# Trigonometry/The sine of 18 degrees

The trigonometric functions of angles that are multiples of 3º can all be expressed as surds. This page will only deal with angles that are multiples of 18º.

Consider the equation

${\displaystyle \sin(5x)-1=0}$ .

Clearly, the only solutions are that 5x = 90º, 90º + 360º, 90º + 2x360º, 90º + 3x360º ... Thus x = 18º, 90º, 162º, 234º or 306º. (There is no need to go further, since increasing x by 360º does not affect its sine.) ${\displaystyle \sin(x)}$ is, after using various simplifications, sin(18º) twice, 1, -sin(54º) twice.

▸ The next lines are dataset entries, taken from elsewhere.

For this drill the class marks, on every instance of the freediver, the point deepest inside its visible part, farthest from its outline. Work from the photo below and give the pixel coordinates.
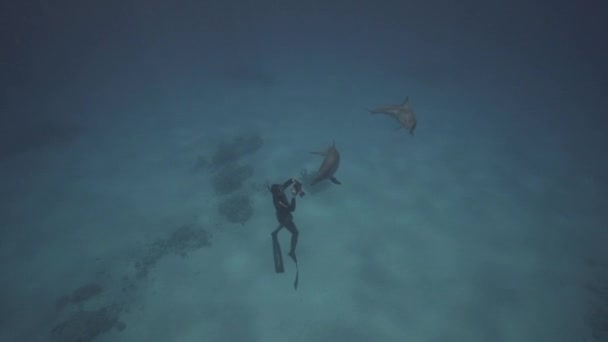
(284, 210)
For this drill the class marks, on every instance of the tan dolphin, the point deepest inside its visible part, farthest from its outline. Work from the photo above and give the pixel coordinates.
(402, 113)
(330, 165)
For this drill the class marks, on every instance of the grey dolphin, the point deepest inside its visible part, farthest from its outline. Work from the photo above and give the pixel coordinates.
(402, 113)
(330, 165)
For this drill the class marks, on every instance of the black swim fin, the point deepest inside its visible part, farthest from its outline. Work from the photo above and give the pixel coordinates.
(277, 255)
(295, 260)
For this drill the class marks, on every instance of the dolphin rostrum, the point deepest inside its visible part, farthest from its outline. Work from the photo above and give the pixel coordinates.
(330, 165)
(402, 113)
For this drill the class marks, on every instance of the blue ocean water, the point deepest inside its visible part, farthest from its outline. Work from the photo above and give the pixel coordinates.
(489, 223)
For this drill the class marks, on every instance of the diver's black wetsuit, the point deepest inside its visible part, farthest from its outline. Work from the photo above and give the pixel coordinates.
(283, 212)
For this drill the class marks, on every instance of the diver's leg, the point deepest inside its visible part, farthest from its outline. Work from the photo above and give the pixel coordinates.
(294, 237)
(276, 231)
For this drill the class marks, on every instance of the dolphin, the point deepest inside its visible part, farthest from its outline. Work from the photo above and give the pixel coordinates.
(402, 113)
(330, 165)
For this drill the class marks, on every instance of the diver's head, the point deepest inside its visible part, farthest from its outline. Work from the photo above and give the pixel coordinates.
(276, 189)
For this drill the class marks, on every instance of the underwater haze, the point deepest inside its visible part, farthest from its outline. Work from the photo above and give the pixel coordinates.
(139, 140)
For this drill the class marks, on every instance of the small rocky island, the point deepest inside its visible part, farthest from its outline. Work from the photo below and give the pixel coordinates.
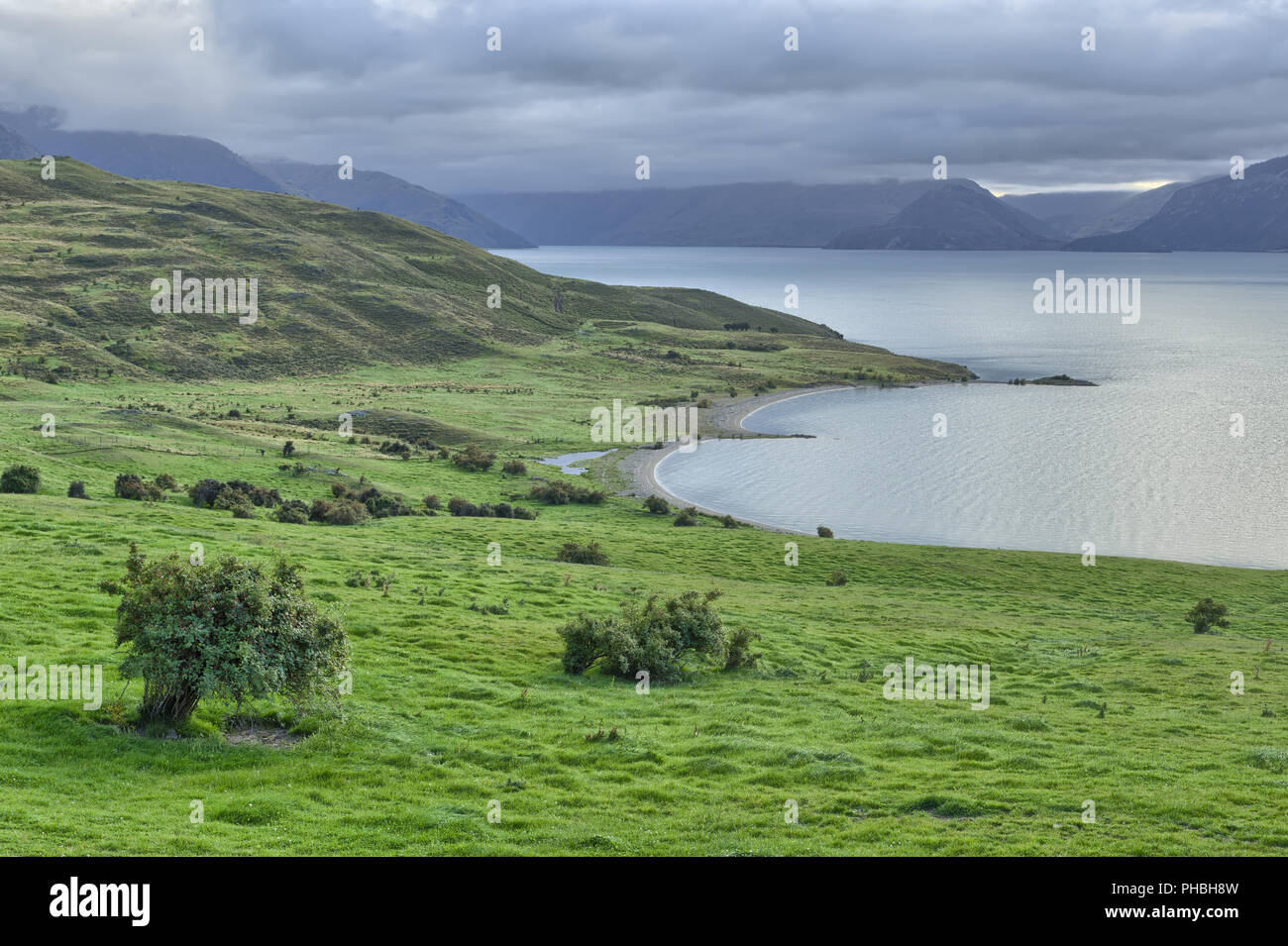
(1063, 379)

This equation can be solved in another way. Using the formula for ${\displaystyle \sin(a+b)}$ , we can expand ${\displaystyle \sin(5x)}$ to get

${\displaystyle 16\sin ^{5}(x)-20\sin ^{3}(x)+5\sin(x)-1=0}$

If we write ${\displaystyle s=\sin(x)}$ , this becomes a quintic equation in s,

${\displaystyle 16s^{5}-20s^{3}+5s-1=0}$

i.e.

${\displaystyle (s-1)(4s^{2}+2s-1)^{2}=0}$

so either ${\displaystyle s=1}$ (corresponding to x = 90º) or

${\displaystyle s={\frac {{\sqrt {5}}-1}{4}}}$

(corresponding to x = 18º or 54º). Thus

${\displaystyle \sin(18^{\circ })={\frac {{\sqrt {5}}-1}{4}}\approx 0.30902}$ .
${\displaystyle \sin(54^{\circ })={\frac {{\sqrt {5}}+1}{4}}\approx 0.80902}$.

 Exercise: More angles By considering the equation ${\displaystyle \sin(5x)=0}$ show that ${\displaystyle \sin(36^{\circ })={\frac {\sqrt {10-2{\sqrt {5}}}}{4}}\approx 0.58779}$ . ${\displaystyle \sin(72^{\circ })={\frac {\sqrt {10+2{\sqrt {5}}}}{4}}\approx 0.95106}$ .

The cosines are found immediately, e.g. cos(18º) = sin(72º).